Beg, Borrow, or Steal (When in Rome, #3)(22)



Not a lick of remorse on her face when she looks in my eyes. In fact, she shrugs and her chin dimples. “Oh well, I guess you’ll just have to sell the place and move. I hear the North Pole is nice.”

I hold up my trusty hammer. “Why? I’ve always wanted to build a house. Looks like I finally get my chance.”

Her smile falls. “You can’t do this renovation yourself, Jack.”

“And why’s that?”

“Because you’re a teacher, not a contractor. Have you ever built anything in your life?”

“If you saw my Lego creations as a kid you wouldn’t be asking me that question. Now, if you’ll excuse me, I have a wall to finish working on.” I head back around the house and up the porch stairs, making it to the landing before I hear the click of Emily’s boots following behind.

“You’re going to do more work tonight?” she asks.

“Yep.”

“No. You can’t. It’s too loud for me and Ducky to sleep.”

“Who the hell is Ducky?”

She’s trying to peek around me to see in my house. “Ducky is my cat.”

I find this endlessly amusing. “Why do you have a cat?”

“To cook in my soup for dinner tomorrow.” She rolls her eyes dramatically. “She’s my pet! Why else would I have a cat?”

Sometimes it’s so hard to not fully smile around her. To not bust out laughing if I’m being perfectly honest. But I don’t because that would just go to her head and make her think she’s won this round. (Which . . . maybe she has.)

Something else I shouldn’t do: notice how the hairs at the back of her neck are curling up. Her bangs too. She always wears her hair perfectly styled to school. But right now, and like the day I saw her with wet hair, it’s messy and waving in every direction. A little frizzy. And it’s so damn charming. Emily orchestrates and micromanages every facet of her life to perfection, but she can’t control her bangs against humidity.

I have the strongest urge to wrap one of those curls around my finger.

“I didn’t take you for a pet owner.”

“And I didn’t take you for someone who would present his nipples to anyone on the other side of his front door, but here we are learning new things about each other,” she says, gesturing to my shirtless body. And again, I’m having to smother my laughter. Judging by the sparkle in her eyes, I think she is too.

Finally, she sighs and glances over my shoulder to where I left my front door cracked open. “At least let me see what you’ve done so far.”

Emily takes an advancing side step, but I match her, barricading her from going any farther. In no way can Emily Walker go into my house right now.

“You’re really not going to let me see?” Her eyes are wide, mouth slightly parted in disbelief.

“Nope.”

“That proud of your work?”

The state of the house has nothing to do with it. Okay, well maybe it has a few things to do with it. But the main reason I can’t let her in there is that nothing escapes Emily’s notice. She pays ruthless attention to detail and has the memory of a steel trap. Wouldn’t be surprised if she told me she has a photographic memory actually. Which is why I have no doubts that Emily will walk into my house and immediately scent her way to my room, currently littered with sticky notes full of scene ideas for the book I’m due to begin writing soon. Not only that, but books one through three of my Echoes in the Dark series are lying on my bed from where I just scoured through each of them trying to find the one line I needed to reference for the scene I’m writing. She would put two and two together in no time. Less than no time, knowing Emily.

I guard the door, hoping my bare nipples are enough to scare her off. “It’s not safe for you in there. There are nails sticking up all over the place.”

Her suspicion grows. “I would think you’d like nothing more than for me to go inside and accidentally impale myself so you wouldn’t have to deal with me anymore.”

“Tempting. But if you died there’d be an investigation and all that.
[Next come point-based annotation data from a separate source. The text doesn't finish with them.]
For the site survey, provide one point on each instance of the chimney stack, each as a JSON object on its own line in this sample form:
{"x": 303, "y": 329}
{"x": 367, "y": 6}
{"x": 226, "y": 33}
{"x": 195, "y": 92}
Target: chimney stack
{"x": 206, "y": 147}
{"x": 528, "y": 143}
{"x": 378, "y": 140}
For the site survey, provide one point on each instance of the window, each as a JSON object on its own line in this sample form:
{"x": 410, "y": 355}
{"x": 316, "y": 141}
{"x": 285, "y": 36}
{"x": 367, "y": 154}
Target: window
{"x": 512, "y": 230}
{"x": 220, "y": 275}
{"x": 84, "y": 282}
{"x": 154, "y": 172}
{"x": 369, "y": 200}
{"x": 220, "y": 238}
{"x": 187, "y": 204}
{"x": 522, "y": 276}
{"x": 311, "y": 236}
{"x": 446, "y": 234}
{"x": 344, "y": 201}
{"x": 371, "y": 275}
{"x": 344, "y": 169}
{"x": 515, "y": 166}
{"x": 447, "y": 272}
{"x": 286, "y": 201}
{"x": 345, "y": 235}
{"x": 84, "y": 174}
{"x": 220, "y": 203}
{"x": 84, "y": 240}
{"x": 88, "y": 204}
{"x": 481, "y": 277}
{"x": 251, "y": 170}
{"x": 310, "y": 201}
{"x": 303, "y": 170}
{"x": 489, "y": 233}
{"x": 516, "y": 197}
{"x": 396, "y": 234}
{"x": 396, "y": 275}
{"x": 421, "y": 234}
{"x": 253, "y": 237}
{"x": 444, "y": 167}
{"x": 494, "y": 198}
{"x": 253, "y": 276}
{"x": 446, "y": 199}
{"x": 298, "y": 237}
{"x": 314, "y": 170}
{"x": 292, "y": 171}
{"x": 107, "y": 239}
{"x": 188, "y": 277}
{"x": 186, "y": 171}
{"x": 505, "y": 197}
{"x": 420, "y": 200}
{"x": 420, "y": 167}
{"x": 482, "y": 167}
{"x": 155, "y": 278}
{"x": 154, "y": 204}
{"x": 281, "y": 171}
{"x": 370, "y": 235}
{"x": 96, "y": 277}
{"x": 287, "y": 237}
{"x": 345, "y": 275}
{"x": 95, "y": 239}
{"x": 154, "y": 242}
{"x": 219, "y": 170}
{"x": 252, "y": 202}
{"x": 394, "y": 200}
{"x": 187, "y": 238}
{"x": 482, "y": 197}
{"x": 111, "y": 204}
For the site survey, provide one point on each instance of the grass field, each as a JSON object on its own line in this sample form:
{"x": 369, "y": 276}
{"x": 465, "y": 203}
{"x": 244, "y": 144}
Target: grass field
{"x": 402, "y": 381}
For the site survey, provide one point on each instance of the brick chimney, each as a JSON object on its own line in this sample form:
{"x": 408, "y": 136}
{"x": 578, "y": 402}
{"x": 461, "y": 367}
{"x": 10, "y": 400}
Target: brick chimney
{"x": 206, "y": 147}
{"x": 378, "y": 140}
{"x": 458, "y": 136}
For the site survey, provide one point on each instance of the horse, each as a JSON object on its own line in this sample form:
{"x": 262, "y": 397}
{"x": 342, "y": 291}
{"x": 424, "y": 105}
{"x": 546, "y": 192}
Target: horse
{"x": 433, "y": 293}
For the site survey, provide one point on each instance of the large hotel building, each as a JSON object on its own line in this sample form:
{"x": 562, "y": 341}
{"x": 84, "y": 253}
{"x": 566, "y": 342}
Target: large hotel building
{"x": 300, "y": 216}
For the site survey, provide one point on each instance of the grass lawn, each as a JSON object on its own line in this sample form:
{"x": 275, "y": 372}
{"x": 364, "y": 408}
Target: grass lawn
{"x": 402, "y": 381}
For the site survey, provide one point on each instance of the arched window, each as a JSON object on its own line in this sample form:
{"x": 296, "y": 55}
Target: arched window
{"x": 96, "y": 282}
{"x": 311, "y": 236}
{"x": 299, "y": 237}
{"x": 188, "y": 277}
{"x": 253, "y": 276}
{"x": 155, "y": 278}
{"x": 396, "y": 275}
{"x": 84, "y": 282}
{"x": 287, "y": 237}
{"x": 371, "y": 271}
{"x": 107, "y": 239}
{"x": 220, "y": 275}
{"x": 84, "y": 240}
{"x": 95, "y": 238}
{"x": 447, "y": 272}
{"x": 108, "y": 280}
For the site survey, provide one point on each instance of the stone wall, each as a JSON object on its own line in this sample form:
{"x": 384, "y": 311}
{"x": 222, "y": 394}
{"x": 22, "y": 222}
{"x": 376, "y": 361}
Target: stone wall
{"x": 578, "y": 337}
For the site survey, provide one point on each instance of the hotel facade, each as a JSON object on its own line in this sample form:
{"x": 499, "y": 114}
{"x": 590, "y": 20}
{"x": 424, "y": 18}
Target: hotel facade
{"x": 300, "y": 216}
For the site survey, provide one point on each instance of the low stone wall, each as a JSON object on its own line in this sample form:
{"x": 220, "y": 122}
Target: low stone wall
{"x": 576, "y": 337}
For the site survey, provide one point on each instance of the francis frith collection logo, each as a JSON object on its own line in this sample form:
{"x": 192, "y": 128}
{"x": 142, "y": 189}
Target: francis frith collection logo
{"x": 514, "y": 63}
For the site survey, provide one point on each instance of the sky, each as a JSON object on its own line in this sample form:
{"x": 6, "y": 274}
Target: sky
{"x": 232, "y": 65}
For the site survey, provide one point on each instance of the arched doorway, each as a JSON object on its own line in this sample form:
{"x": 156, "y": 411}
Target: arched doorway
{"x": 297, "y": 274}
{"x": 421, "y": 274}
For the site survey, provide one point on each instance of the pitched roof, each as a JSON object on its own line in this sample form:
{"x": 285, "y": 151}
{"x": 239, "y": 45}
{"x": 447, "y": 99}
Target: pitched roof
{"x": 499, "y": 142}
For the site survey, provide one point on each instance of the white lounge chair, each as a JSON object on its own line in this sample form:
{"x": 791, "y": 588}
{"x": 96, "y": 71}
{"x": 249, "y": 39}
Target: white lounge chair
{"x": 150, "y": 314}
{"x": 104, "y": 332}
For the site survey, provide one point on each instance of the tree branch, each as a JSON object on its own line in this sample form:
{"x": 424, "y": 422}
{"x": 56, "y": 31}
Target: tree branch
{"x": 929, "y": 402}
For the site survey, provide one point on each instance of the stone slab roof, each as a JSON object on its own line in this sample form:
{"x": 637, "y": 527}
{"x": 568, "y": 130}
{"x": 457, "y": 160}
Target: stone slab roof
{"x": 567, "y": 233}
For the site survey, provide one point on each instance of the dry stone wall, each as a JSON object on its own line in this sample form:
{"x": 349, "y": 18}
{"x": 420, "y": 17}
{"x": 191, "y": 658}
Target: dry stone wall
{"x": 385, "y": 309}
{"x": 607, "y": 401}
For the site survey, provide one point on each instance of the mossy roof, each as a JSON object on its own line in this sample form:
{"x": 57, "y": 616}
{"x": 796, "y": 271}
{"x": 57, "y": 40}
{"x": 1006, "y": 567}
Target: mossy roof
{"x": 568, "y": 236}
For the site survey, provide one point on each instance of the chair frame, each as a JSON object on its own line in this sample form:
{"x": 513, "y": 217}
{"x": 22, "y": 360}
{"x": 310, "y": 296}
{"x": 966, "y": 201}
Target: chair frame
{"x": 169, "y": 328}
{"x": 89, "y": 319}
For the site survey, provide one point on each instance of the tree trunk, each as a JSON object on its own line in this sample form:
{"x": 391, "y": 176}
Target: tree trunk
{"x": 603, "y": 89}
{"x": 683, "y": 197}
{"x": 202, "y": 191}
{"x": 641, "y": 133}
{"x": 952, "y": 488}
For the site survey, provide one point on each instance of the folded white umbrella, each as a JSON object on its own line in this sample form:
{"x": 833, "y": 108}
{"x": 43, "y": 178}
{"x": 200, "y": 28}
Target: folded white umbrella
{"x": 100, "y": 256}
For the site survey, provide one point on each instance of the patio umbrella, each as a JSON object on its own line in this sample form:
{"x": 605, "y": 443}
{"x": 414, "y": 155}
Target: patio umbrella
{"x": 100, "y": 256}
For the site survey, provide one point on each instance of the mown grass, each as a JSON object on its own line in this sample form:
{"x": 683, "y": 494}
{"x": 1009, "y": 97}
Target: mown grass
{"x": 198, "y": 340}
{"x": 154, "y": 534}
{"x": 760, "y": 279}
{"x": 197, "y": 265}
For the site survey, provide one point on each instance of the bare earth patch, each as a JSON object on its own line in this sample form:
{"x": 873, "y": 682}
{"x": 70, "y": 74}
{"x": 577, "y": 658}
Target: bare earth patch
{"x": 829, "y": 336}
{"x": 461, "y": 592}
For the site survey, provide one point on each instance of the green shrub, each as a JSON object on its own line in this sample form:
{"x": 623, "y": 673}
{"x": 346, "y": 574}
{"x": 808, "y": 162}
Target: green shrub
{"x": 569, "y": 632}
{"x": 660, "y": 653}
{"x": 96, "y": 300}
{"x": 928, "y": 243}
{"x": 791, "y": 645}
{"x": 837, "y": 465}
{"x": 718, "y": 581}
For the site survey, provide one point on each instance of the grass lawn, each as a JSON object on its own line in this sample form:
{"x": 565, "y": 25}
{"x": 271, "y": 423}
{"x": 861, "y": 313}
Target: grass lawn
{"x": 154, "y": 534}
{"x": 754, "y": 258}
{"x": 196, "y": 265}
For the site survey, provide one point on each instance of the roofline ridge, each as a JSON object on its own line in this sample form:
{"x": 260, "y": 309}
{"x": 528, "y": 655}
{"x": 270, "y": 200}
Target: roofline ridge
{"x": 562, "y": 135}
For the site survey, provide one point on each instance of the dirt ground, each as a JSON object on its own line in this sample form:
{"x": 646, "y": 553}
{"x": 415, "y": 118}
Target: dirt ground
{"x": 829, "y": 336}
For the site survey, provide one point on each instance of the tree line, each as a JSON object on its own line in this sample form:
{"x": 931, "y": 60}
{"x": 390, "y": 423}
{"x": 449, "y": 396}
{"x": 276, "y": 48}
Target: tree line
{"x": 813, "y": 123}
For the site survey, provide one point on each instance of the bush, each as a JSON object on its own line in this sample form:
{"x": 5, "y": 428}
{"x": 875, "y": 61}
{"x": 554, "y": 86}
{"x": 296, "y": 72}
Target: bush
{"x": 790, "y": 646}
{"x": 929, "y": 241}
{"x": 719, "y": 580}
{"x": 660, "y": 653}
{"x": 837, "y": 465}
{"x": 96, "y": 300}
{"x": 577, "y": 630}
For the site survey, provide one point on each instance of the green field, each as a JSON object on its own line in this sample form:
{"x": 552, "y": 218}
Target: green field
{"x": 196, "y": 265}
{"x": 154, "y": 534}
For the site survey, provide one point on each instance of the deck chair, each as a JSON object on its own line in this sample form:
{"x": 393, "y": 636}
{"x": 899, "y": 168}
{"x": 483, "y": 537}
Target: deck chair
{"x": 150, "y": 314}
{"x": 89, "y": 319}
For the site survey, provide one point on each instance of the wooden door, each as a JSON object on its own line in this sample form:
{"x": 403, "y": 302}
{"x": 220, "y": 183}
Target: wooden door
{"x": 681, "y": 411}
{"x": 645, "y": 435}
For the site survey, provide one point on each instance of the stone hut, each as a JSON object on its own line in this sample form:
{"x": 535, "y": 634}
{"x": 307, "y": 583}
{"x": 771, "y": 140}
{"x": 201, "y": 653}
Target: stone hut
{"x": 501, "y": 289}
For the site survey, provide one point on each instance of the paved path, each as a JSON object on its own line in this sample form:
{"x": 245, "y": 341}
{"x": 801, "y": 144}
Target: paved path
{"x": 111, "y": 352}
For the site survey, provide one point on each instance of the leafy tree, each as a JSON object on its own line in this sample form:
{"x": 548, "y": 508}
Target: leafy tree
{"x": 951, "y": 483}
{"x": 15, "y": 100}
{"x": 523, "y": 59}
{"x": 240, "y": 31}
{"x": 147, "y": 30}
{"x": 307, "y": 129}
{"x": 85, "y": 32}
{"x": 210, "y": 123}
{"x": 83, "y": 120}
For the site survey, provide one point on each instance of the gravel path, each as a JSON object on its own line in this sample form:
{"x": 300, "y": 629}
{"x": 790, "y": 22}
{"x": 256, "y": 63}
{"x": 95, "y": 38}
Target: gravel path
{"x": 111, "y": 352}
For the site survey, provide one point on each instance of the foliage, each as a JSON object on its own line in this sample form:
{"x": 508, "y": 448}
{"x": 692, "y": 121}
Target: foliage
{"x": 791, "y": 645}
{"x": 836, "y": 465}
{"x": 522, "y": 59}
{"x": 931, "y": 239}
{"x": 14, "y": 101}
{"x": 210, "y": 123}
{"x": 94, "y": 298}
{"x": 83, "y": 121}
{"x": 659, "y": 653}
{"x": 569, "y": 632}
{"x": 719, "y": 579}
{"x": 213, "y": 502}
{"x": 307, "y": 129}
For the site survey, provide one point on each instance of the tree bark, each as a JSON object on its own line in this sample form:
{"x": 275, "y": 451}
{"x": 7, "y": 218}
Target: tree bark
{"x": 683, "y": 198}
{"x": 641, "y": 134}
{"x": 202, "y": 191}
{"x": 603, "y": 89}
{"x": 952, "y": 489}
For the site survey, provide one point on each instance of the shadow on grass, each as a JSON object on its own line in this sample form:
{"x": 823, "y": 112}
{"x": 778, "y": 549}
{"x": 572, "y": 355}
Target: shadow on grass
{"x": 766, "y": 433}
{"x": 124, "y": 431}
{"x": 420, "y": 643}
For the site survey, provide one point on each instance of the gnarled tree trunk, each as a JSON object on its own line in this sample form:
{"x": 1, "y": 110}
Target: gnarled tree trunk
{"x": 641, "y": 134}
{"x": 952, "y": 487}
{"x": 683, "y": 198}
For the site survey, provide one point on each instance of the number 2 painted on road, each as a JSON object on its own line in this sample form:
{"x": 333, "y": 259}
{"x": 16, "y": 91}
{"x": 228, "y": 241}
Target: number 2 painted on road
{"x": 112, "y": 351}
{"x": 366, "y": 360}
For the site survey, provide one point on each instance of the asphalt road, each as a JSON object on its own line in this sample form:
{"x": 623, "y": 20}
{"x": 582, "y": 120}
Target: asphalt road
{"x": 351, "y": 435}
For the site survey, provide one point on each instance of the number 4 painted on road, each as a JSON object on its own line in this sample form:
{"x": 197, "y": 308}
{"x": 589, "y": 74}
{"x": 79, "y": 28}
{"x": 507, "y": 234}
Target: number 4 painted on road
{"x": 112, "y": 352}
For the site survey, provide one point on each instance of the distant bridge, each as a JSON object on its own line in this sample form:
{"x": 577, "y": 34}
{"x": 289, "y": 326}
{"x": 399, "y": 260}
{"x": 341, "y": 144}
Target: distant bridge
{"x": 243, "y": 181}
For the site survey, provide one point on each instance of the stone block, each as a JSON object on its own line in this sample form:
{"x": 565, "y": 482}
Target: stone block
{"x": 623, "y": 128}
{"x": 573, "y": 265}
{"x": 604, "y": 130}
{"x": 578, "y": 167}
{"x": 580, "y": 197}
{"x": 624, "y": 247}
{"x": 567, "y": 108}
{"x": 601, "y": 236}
It would take too much time away from the renovation.”

“Fine.” She turns away. “If it’s really that dangerous I don’t want to go in.” Her boots clip-clop back toward the porch stairs and I follow like a bouncer escorting her away from the club.

Of course, it’s a mistake on my part, because the moment I leave my post, she fakes me out and darts around my body, right through my front door.

“Dammit,” I mutter, hurrying in after her—half expecting her to have somehow teleported directly into my bedroom and skipped the living room altogether. But when I get inside, I nearly run straight into her back. She never made it past the living room.

She’s standing here, slack-jawed, blinking at the space. “Jack!” She breathes out my name in awe. Not in awe of how incredible this project is. In awe of how terrible it is.

“To be honest,” she starts, as if she’s not always brutally honest with me. “I was only joking when I thought you were ashamed of your work. You’re one of those people who are good at everything they do, so I didn’t expect . . . this.”

“I think there might actually be a compliment in there somewhere?”

She’s eyeing the kitchen area. “You don’t have a stove. Or a fridge.”